However, the airport remains open for essential travel and for steady streams of health care equipment arriving by both passenger and cargo planes. Flights are still being scheduled, although most are canceled by the day of departure. Typically, the Grand Rapids airport sees 12,000 to 14,000 passengers a day. On Monday, it might see 300, Richardson said.
“It’s a much different operating environment now,” he said.
Airport officials saw some relief in the $2.2 trillion CARES Act stimulus package, which awarded U.S. airports $10 billion to make up for lost revenue. Grand Rapids received $16.2 million — the fifth most among Michigan airports.
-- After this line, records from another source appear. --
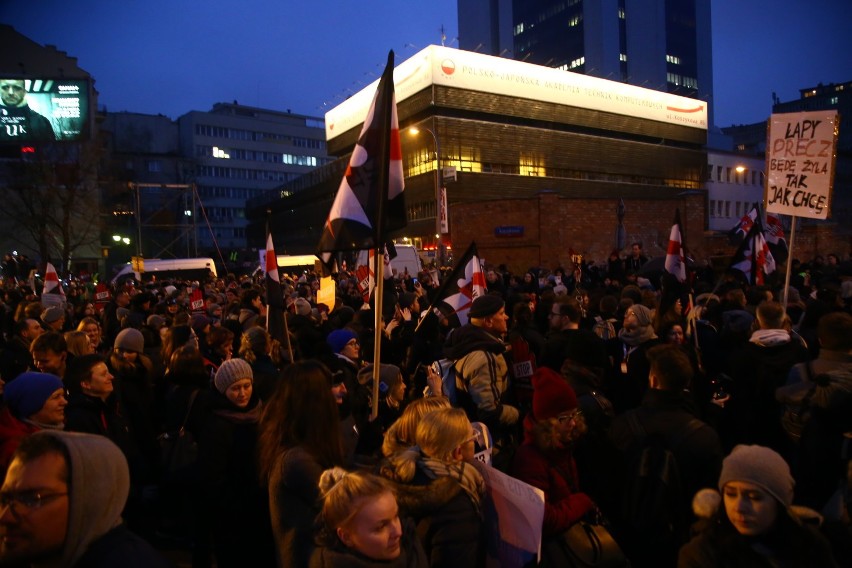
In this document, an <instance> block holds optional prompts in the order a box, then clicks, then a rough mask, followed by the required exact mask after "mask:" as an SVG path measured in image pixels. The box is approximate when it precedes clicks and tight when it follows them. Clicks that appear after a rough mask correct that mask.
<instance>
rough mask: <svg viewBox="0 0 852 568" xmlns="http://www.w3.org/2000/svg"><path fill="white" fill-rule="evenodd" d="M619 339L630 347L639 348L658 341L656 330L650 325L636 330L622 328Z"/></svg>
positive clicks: (643, 325) (644, 326)
mask: <svg viewBox="0 0 852 568" xmlns="http://www.w3.org/2000/svg"><path fill="white" fill-rule="evenodd" d="M618 338H619V339H621V341H623V342H624V343H626V344H627V345H629V346H630V347H638V346H640V345H642V344H643V343H645V342H646V341H651V340H652V339H656V338H657V334H656V333H654V328H653V327H652V326H650V325H643V326H640V327H637V328H636V329H627V328H626V327H622V328H621V330H620V331H619V332H618Z"/></svg>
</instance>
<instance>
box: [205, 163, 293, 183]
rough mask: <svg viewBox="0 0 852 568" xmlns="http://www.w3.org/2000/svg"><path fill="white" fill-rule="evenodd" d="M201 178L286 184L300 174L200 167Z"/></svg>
mask: <svg viewBox="0 0 852 568" xmlns="http://www.w3.org/2000/svg"><path fill="white" fill-rule="evenodd" d="M198 175H199V177H218V178H227V179H245V180H251V181H278V182H285V181H290V180H292V179H296V178H297V177H299V175H300V174H294V173H287V172H276V171H271V170H250V169H248V168H226V167H223V166H200V167H199V168H198Z"/></svg>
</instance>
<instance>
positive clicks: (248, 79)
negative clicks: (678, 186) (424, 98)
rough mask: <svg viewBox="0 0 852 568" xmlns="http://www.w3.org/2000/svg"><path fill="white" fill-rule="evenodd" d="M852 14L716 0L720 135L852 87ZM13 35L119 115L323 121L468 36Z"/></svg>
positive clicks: (140, 34)
mask: <svg viewBox="0 0 852 568" xmlns="http://www.w3.org/2000/svg"><path fill="white" fill-rule="evenodd" d="M850 7H852V5H850V0H774V1H773V2H762V1H758V0H714V1H713V3H712V13H713V57H714V61H713V65H714V71H715V78H714V80H715V100H716V106H715V113H716V124H717V125H720V126H727V125H730V124H745V123H752V122H758V121H761V120H765V119H766V118H767V117H768V116H769V114H770V113H771V104H772V93H773V92H775V93H777V95H778V97H779V98H780V99H781V100H782V101H789V100H793V99H797V98H798V97H799V89H800V88H805V87H811V86H815V85H816V84H818V83H825V84H827V83H842V82H845V81H850V80H852V33H849V30H848V26H849V23H850V21H852V20H850ZM0 22H3V23H6V24H10V25H12V26H13V27H15V29H16V30H18V31H19V32H20V33H22V34H24V35H26V36H27V37H29V38H30V39H32V40H34V41H36V42H38V43H40V44H43V45H44V44H50V45H55V46H57V47H58V48H59V49H60V50H63V51H66V52H67V53H68V54H69V55H71V56H74V57H77V59H78V63H79V65H80V67H82V68H83V69H85V70H86V71H88V72H89V73H90V74H91V75H92V76H93V77H94V78H95V81H96V83H95V87H96V89H97V90H98V92H99V104H100V105H102V106H104V105H105V106H106V107H107V109H108V110H110V111H124V110H126V111H132V112H140V113H150V114H158V113H161V114H165V115H167V116H170V117H172V118H177V117H178V116H180V115H182V114H184V113H186V112H189V111H191V110H201V111H207V110H209V109H210V108H211V106H212V105H213V104H214V103H216V102H224V101H228V102H230V101H234V100H237V101H238V102H239V103H241V104H246V105H252V106H260V107H264V108H271V109H278V110H285V109H291V110H292V111H293V112H297V113H302V114H309V115H315V116H323V115H324V113H325V111H326V110H327V108H328V107H324V106H323V104H327V105H329V107H331V106H334V105H336V104H338V103H339V102H340V101H342V100H343V99H344V98H345V97H346V96H347V95H348V94H350V93H351V92H355V91H358V90H360V89H361V88H363V87H364V86H365V85H366V84H368V83H370V82H371V81H373V80H374V79H376V78H377V77H378V75H380V74H381V70H382V67H383V65H384V62H385V60H386V58H387V52H388V50H389V49H393V50H394V51H395V52H396V56H397V63H399V62H401V61H403V60H404V59H407V58H408V57H410V56H411V55H413V54H415V53H416V52H417V51H419V50H420V49H422V48H423V47H425V46H426V45H428V44H430V43H432V44H440V42H441V32H440V29H441V27H442V26H443V27H444V29H445V33H446V37H447V40H446V44H447V45H448V46H451V47H457V46H458V42H455V41H453V40H454V38H456V36H457V35H458V23H457V16H456V0H430V1H428V2H410V1H407V0H384V1H381V0H360V1H358V0H317V1H314V2H294V1H289V2H288V1H286V0H245V1H243V2H233V1H231V2H223V1H222V0H207V1H200V0H146V1H144V2H139V1H106V0H103V1H100V2H98V1H93V0H77V1H73V2H69V1H68V0H31V1H30V2H15V3H12V2H0Z"/></svg>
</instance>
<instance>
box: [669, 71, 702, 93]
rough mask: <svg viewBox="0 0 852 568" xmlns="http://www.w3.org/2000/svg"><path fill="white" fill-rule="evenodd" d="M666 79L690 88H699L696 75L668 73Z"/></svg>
mask: <svg viewBox="0 0 852 568" xmlns="http://www.w3.org/2000/svg"><path fill="white" fill-rule="evenodd" d="M666 81H668V82H669V83H671V84H673V85H678V86H681V87H686V88H688V89H698V79H696V78H694V77H685V76H683V75H678V74H677V73H666Z"/></svg>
Richardson said the funding criteria was based on a number of factors, including passengers, debt service and cash reserves. By comparison, Detroit Metropolitan Airport received $141.8 million, and Kalamazoo/Battle Creek International Airport got $19.1 million.
Richardson said the federal funding will help cover expenses for the next six months, but the airport is prepared to “make notifications this week about the need to do some layoffs.”
“We’ll have to do some reduction of our staffing to match the existing business climate we’re operating in today,” he said.
It also remains unclear when operations will return to normal. Based on airlines’ bookings, Richardson said it will be at least three months.
“Right now everyone is sort of in a wait and see mode,” he said.